L'histoire :
Un homme commande trois pintes au comptoir d’un snack. Il veut évoquer le bon vieux temps en compagnie de deux anciennes copines de sa fac, juste avant une soirée retrouvailles. L’une d’elle se souvient d’une meuf prénommée Frøydis, qui était en physique-chimie et qui avait un comportement bizarre. Si Frøydis était toujours solitaire et angoissée, c’est parce qu’elle voyait sans cesse autour d’elle une créature extraterrestre gluante et tentaculaire, qui lui demandait de quitter la Terre avec elle. Frøydis s’était imaginé qu’un autre garçon introverti, Tariq, voyait aussi cette créature… Dans le snack, l’autre copine se souvient quant à elle du boutonneux Kåre qui collectionnait les insectes vivants. Ce jour-là, il était vénère de s’être fait livrer une larve de coléoptère à la place d’une larve de papillon-lune. Le beau gosse sexy de la classe, Brede, qui faisait de la muscu et se piquait avec des anabolisants, l’avait alors harcelé. En fouillant dans une boîte de larve avec son doigt, cet idiot s’était fait piquer. La piqûre de l’insecte avait alors provoqué une réaction métabolique sévère sous l’effet des anabolisants.
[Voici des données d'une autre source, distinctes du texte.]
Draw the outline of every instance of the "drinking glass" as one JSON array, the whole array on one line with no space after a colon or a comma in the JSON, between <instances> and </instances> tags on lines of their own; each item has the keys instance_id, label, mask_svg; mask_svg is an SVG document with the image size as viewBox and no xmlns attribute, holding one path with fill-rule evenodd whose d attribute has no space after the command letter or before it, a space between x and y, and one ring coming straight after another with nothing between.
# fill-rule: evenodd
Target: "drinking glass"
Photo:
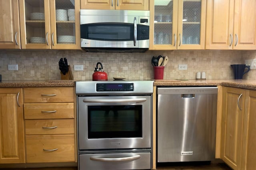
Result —
<instances>
[{"instance_id":1,"label":"drinking glass","mask_svg":"<svg viewBox=\"0 0 256 170\"><path fill-rule=\"evenodd\" d=\"M191 44L193 43L193 37L190 36L187 39L187 44Z\"/></svg>"},{"instance_id":2,"label":"drinking glass","mask_svg":"<svg viewBox=\"0 0 256 170\"><path fill-rule=\"evenodd\" d=\"M170 44L170 36L169 34L166 33L164 34L164 44Z\"/></svg>"},{"instance_id":3,"label":"drinking glass","mask_svg":"<svg viewBox=\"0 0 256 170\"><path fill-rule=\"evenodd\" d=\"M164 43L164 33L160 32L158 33L157 43L158 44L163 44Z\"/></svg>"}]
</instances>

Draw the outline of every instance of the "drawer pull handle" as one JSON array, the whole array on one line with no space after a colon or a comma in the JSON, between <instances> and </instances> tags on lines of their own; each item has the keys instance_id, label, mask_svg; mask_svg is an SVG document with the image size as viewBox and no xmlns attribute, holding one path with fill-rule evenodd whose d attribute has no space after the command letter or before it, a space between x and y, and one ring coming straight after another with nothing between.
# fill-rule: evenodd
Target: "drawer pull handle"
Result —
<instances>
[{"instance_id":1,"label":"drawer pull handle","mask_svg":"<svg viewBox=\"0 0 256 170\"><path fill-rule=\"evenodd\" d=\"M52 127L42 127L43 129L55 129L58 127L58 126L53 126Z\"/></svg>"},{"instance_id":2,"label":"drawer pull handle","mask_svg":"<svg viewBox=\"0 0 256 170\"><path fill-rule=\"evenodd\" d=\"M43 150L44 150L45 151L55 151L55 150L58 150L58 148L56 148L56 149L43 149Z\"/></svg>"},{"instance_id":3,"label":"drawer pull handle","mask_svg":"<svg viewBox=\"0 0 256 170\"><path fill-rule=\"evenodd\" d=\"M41 96L56 96L56 95L55 94L42 94L41 95Z\"/></svg>"},{"instance_id":4,"label":"drawer pull handle","mask_svg":"<svg viewBox=\"0 0 256 170\"><path fill-rule=\"evenodd\" d=\"M42 113L55 113L57 111L57 110L53 110L52 111L41 111Z\"/></svg>"}]
</instances>

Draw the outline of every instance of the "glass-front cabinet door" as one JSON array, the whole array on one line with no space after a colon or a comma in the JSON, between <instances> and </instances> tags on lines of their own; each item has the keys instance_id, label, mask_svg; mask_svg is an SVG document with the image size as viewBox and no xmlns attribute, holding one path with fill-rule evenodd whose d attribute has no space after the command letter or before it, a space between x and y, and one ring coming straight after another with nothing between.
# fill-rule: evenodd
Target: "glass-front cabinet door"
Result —
<instances>
[{"instance_id":1,"label":"glass-front cabinet door","mask_svg":"<svg viewBox=\"0 0 256 170\"><path fill-rule=\"evenodd\" d=\"M79 0L20 1L22 49L80 49Z\"/></svg>"},{"instance_id":2,"label":"glass-front cabinet door","mask_svg":"<svg viewBox=\"0 0 256 170\"><path fill-rule=\"evenodd\" d=\"M152 1L150 49L204 49L206 0Z\"/></svg>"}]
</instances>

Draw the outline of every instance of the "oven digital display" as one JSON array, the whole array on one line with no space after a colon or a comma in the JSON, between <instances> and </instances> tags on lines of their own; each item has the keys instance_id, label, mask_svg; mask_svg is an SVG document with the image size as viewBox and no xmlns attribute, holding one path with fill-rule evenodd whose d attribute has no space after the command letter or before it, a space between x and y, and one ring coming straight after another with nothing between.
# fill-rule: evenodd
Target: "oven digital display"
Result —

Brede s’était en effet transformé en insecte géant, alors qu’il était garé dans une voiture, de nuit, dans la cambrousse, avec sa petite amie…
Ce qu'on en pense sur la planète BD :
Sur le plan graphique, le trait encré épais, les masses noires profondes, la colorisation en aplats, le contexte contemporain et le focus sur l’adolescence malsaine font inévitablement penser à « l’école Charles Burns ». Le danois Kristian Hammerstad s’avoue néanmoins plus volontiers inspiré par les films de John Carpenter, le cinéma de genre de série B, avec une fascination pour les monstres kitchs issus de la culture pop-underground du milieu du XXème siècle. Cette définition est à peu près au point pour qualifier ce Creep traduit et édité par les éditions Aaarg!, dans le domaine trash-gore décalé qu’ils affectionnent. Le fil narratif de Creep additionne en réalité trois histoires de monstres, indépendantes et juste reliées entre elles selon le principe de souvenirs étudiants évoqués. Chacune d’elle est parfaitement glauque et/ou gluante et/ou malsaine, sans jamais tomber dans l’écueil du vulgaire. Sur un découpage en gaufrier strict de 9 cases par planche, les cadrages et les mises en scène d’Hammerstad ne cherchent pas précisément à susciter le frisson, mais plutôt le malaise. Des gros plans sur des insectes écrabouillés, des pustules ou une sudation exacerbée suffisent généralement. La lecture de cet album s’accompagnera aisément d’un yaourt périmé, d’un pétard coupé au cirage et d’un fond d’alcool frelaté trouvé au fond du placard de grand-papy.